C'est la grand-messe annuelle de la natation dans l'Yonne. Ce samedi 6 et ce dimanche 7 juin, le bassin extérieur du centre nautique d'Auxerre accueille les championnats départementaux d'été. Au total, 132 nageurs sont attendus sur les plots de départ. Un chiffre en léger repli par rapport à l'édition 2025, qui confirme une tendance de fond.
Le point de bascule se situe à l'entrée au lycée. Éric Pourantru, ancien président du club de Tonnerre et chargé de communication au sein du comité départemental, l'observe chaque saison. Le passage de la catégorie U16 à U18 s'avère particulièrement délicat : les clubs perdent une part significative de leurs effectifs dès l'arrivée au lycée, un phénomène qui s'est accentué ces dernières années, là où il ne se manifestait autrefois qu'à l'entrée dans l'enseignement supérieur.

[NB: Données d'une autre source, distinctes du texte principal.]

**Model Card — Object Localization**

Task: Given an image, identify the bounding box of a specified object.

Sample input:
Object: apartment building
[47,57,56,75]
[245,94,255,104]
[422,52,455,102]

Ce constat n'est pas propre à l'Yonne, mais il pousse les entraîneurs à repenser leurs méthodes. Moins de temps dans l'eau, plus d'efficacité : l'équation est connue, sa résolution l'est moins. Thomas Pinel, coach à l'Auxerre Aquatic Club, a fait le choix d'une approche volontariste. Il considère que c'est aux entraîneurs de s'adapter, en privilégiant le travail de vitesse au détriment des longues distances, et en optimisant chaque séance pour permettre aux nageurs de progresser et de rester compétitifs malgré une présence réduite dans les bassins.
L'Auxerrois s'appuie sur l'Académie de la natation, un programme fédéral qui séduit aussi dans le nord du département. Jacques Dunam, président du club de Saint-Florentin, en a fait sa feuille de route. Sa conviction : la progression passe soit par le volume, soit par la qualité. Faute de pouvoir miser sur le premier levier, il mise sur le second, en ciblant précisément ce qui freine les nageurs pour lever les résistances et gagner en vitesse.
Une philosophie qui résume à elle seule le virage de la natation icaunaise. Moins de kilomètres avalés, mais des séances chirurgicales. Moins de nageurs dans les bassins, mais des clubs qui se réinventent pour les garder. Les championnats de ce week-end diront si la méthode paie. Une chose est sûre : la natation dans l'Yonne n'a pas dit son dernier mot.